I am from rural Maine and I have seen businesses failing up there because of their inability to onboard people, particularly young people or people who don’t have a specific skillset and related to what the field that they’re going into. So I’d like to see increased support for Maine businesses to offer training and ramp people up the wage ladder. The minimum wage is now $12. I don’t think we should change that, but I think we should soften the blow somehow for businesses that are able to bring in new people and skill them up in whatever that field is.

Yury: That is a great insight. Thank you.

Rich: That was awesome. Marty, you’ve got a podcast, you’ve got E2Tech. Where can we send people to learn more about you online?

Marty: You know, tell them to go to E2Tech.org, because we’ve got some great events coming up. I really get a lot out of people coming to those events, I mentioned I’m kind of a glorified event planner sometimes I feel like that, but we’ve got a couple of great events coming up in March and it’s just a blast to get everybody in a room talking about clean tech or green building.

If you feel like you’re really moving the needle on that stuff, head on over to E2Tech.org.

Rich: Sounds good.
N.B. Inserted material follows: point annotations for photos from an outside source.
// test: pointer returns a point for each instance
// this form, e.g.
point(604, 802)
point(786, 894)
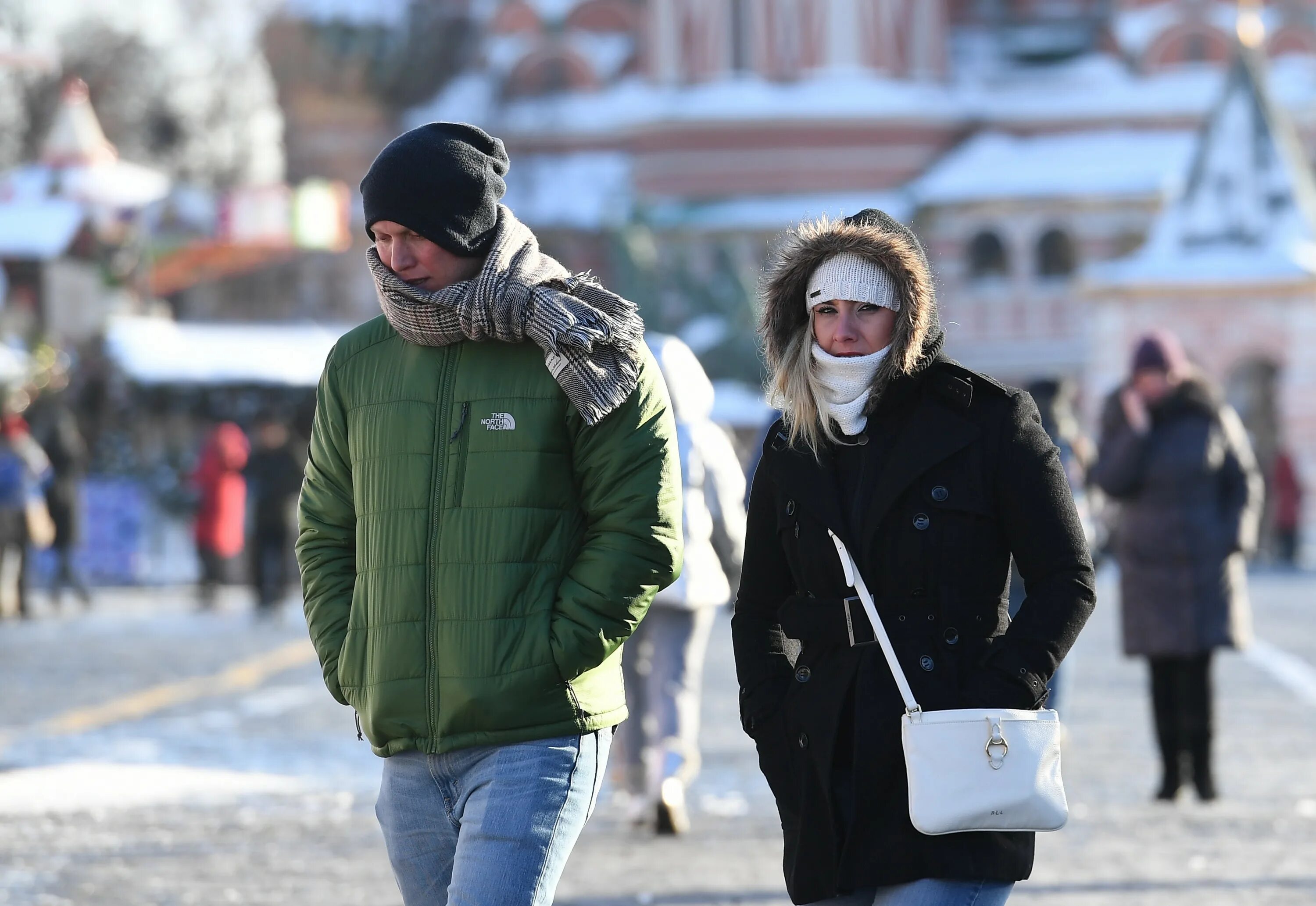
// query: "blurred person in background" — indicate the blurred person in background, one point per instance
point(1287, 491)
point(1178, 460)
point(222, 510)
point(56, 428)
point(933, 475)
point(664, 662)
point(24, 518)
point(493, 499)
point(1055, 399)
point(274, 478)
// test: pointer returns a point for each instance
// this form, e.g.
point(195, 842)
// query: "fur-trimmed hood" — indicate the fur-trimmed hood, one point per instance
point(916, 339)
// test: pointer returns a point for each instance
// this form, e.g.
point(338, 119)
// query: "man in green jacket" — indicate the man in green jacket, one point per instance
point(491, 501)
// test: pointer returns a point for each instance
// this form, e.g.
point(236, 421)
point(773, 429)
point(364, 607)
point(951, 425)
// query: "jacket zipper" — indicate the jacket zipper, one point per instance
point(436, 500)
point(460, 479)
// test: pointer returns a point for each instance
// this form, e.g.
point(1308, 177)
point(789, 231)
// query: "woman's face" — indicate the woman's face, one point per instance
point(847, 328)
point(1153, 385)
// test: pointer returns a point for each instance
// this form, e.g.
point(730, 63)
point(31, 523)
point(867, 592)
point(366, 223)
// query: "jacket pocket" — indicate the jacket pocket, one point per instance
point(460, 444)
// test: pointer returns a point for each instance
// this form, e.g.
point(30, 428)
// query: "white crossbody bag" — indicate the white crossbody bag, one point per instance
point(973, 768)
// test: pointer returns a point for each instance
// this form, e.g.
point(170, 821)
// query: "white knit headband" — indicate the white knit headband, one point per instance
point(848, 275)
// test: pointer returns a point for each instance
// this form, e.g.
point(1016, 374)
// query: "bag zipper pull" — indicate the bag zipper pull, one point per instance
point(461, 424)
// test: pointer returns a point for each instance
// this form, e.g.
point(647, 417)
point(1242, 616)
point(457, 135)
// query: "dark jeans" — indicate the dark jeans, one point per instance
point(1286, 539)
point(270, 564)
point(66, 576)
point(215, 572)
point(1181, 700)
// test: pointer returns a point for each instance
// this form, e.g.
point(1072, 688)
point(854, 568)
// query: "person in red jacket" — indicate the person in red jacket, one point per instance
point(222, 513)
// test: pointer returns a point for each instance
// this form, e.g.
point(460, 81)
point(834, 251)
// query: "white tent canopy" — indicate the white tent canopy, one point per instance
point(165, 352)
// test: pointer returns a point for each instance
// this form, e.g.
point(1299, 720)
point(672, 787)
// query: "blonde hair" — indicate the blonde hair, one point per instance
point(797, 390)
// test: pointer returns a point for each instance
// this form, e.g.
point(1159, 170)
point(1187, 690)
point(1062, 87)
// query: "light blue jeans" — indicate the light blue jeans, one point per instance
point(489, 825)
point(930, 892)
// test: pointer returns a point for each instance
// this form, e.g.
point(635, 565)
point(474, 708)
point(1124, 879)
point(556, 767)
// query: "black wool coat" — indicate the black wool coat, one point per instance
point(1190, 500)
point(958, 475)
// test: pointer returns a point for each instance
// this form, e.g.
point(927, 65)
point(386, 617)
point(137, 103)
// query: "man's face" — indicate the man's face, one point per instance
point(418, 261)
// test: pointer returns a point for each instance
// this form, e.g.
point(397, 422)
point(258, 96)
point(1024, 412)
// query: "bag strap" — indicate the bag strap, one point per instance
point(855, 580)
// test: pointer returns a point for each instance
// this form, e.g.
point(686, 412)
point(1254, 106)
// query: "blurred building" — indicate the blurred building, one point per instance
point(1028, 141)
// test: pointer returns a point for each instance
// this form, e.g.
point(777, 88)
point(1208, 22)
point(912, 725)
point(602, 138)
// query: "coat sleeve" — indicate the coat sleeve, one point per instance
point(762, 670)
point(1047, 541)
point(327, 530)
point(628, 471)
point(1122, 454)
point(1241, 485)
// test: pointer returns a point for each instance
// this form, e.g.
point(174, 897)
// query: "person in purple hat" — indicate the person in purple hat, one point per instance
point(1178, 460)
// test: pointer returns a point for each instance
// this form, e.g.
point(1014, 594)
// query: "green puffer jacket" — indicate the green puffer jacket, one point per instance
point(473, 553)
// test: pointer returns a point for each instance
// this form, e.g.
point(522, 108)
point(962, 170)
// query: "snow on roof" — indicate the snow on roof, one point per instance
point(607, 53)
point(632, 102)
point(587, 190)
point(1248, 211)
point(1094, 87)
point(741, 406)
point(1073, 165)
point(40, 228)
point(776, 212)
point(1136, 29)
point(360, 12)
point(111, 185)
point(165, 352)
point(553, 11)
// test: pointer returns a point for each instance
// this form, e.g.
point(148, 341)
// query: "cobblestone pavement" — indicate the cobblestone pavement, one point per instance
point(262, 795)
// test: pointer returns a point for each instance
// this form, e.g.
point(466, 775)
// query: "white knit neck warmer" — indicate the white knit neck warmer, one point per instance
point(845, 385)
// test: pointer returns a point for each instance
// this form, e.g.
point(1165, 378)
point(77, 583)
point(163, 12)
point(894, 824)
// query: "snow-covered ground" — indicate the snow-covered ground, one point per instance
point(262, 795)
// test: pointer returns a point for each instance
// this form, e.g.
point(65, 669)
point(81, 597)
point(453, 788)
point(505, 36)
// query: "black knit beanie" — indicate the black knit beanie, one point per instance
point(443, 181)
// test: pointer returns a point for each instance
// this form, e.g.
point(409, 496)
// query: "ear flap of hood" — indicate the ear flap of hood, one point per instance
point(876, 236)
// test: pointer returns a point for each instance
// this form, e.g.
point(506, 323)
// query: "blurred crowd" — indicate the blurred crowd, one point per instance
point(1172, 457)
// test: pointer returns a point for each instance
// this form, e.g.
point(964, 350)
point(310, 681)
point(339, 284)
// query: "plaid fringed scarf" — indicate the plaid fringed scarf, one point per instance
point(590, 337)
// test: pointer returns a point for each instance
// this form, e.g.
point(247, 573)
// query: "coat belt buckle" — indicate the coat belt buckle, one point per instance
point(855, 613)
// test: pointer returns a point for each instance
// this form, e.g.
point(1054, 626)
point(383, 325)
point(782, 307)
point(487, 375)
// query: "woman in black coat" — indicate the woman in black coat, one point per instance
point(933, 476)
point(1178, 460)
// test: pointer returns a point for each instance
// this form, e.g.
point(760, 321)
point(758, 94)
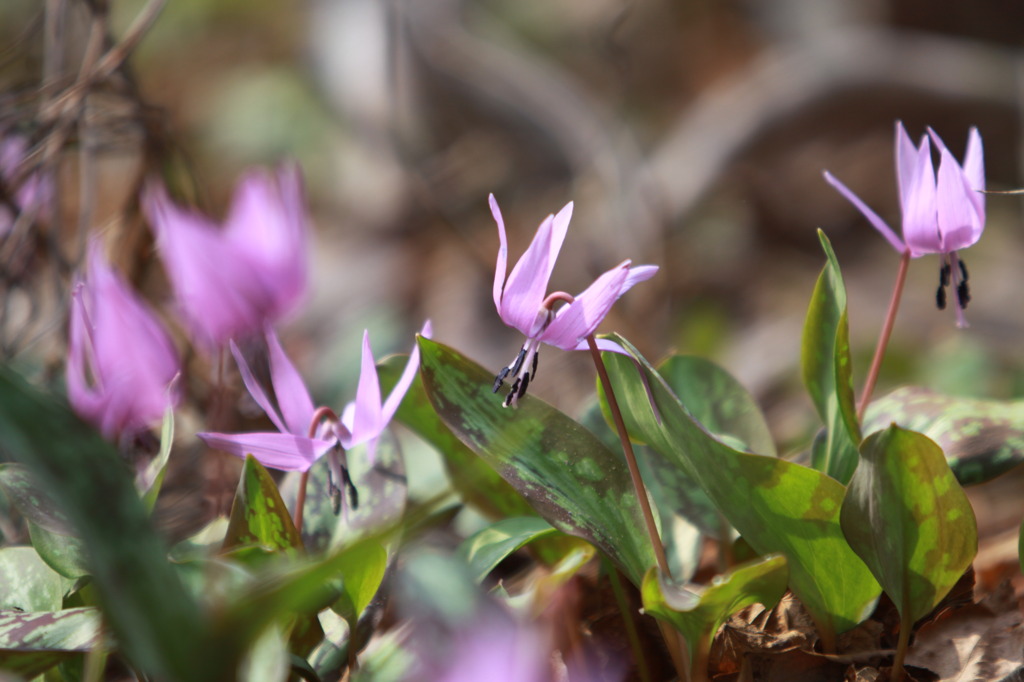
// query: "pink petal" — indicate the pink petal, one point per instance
point(276, 451)
point(871, 216)
point(257, 391)
point(293, 397)
point(578, 320)
point(503, 252)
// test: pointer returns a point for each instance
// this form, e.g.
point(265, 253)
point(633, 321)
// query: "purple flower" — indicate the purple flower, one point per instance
point(941, 213)
point(299, 441)
point(231, 283)
point(522, 302)
point(121, 363)
point(30, 193)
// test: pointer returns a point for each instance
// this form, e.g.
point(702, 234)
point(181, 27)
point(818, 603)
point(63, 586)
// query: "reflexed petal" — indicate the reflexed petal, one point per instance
point(293, 397)
point(503, 252)
point(871, 216)
point(256, 390)
point(957, 220)
point(275, 451)
point(580, 318)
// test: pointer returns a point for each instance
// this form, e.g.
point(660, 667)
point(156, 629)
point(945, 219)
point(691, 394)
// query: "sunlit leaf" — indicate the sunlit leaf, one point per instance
point(488, 547)
point(258, 514)
point(697, 615)
point(981, 438)
point(563, 470)
point(777, 506)
point(909, 520)
point(827, 372)
point(32, 642)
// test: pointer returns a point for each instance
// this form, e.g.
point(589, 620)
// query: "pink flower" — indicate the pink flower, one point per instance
point(231, 283)
point(941, 213)
point(522, 301)
point(121, 361)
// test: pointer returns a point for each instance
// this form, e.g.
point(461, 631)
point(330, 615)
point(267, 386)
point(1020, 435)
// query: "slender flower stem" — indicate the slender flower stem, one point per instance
point(887, 330)
point(631, 460)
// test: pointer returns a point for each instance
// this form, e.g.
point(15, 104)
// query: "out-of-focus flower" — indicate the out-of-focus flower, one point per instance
point(19, 193)
point(292, 448)
point(231, 283)
point(941, 213)
point(365, 419)
point(522, 301)
point(121, 361)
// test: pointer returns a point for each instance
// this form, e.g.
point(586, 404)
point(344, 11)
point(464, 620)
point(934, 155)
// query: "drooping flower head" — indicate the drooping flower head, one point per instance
point(304, 432)
point(942, 213)
point(230, 283)
point(121, 361)
point(522, 301)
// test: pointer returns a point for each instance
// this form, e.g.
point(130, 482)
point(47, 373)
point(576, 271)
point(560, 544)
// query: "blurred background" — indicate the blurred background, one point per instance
point(690, 134)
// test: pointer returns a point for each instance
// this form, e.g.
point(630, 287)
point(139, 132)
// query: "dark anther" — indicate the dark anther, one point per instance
point(963, 294)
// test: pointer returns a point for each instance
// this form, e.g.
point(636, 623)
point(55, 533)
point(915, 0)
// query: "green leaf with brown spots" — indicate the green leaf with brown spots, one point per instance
point(777, 506)
point(258, 514)
point(827, 372)
point(697, 615)
point(909, 520)
point(981, 438)
point(32, 642)
point(571, 479)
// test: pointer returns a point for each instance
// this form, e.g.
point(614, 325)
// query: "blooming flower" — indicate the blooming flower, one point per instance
point(232, 282)
point(941, 214)
point(31, 193)
point(121, 361)
point(300, 440)
point(522, 303)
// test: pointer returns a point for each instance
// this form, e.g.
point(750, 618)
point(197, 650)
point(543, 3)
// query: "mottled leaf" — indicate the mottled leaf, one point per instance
point(827, 372)
point(258, 514)
point(776, 505)
point(561, 468)
point(697, 615)
point(981, 438)
point(32, 642)
point(909, 520)
point(488, 547)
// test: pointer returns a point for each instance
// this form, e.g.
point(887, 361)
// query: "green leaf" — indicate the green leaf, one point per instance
point(158, 625)
point(909, 520)
point(27, 584)
point(698, 615)
point(488, 547)
point(477, 483)
point(33, 642)
point(981, 438)
point(561, 468)
point(827, 371)
point(776, 505)
point(151, 480)
point(258, 514)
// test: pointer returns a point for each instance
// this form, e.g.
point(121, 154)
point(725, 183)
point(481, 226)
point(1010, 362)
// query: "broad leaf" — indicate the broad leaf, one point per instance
point(827, 372)
point(981, 438)
point(561, 468)
point(158, 625)
point(777, 506)
point(32, 642)
point(487, 548)
point(258, 514)
point(698, 615)
point(476, 482)
point(909, 520)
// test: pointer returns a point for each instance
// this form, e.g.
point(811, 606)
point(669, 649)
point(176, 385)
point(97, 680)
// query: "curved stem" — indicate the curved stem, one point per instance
point(887, 330)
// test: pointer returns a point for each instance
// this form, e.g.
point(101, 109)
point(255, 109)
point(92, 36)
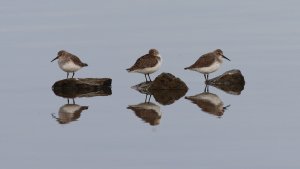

And remind us one more time, I know we can listen to you on WGAN Sunday mornings, but what’s the name of your show so people can go find it on their favorite podcasting platforms?

Marty: So the Grow Maine Show, “grow Maine” is supposed to be a little play on my last name, Grohman, which it seems to have been a failed attempt at humor. But anyway, yeah, the Grow Maine Shoe is on iTunes and Spotify and WGAN wherever you want to find us.

Rich: Awesome. Marty, thanks so much for swinging by today.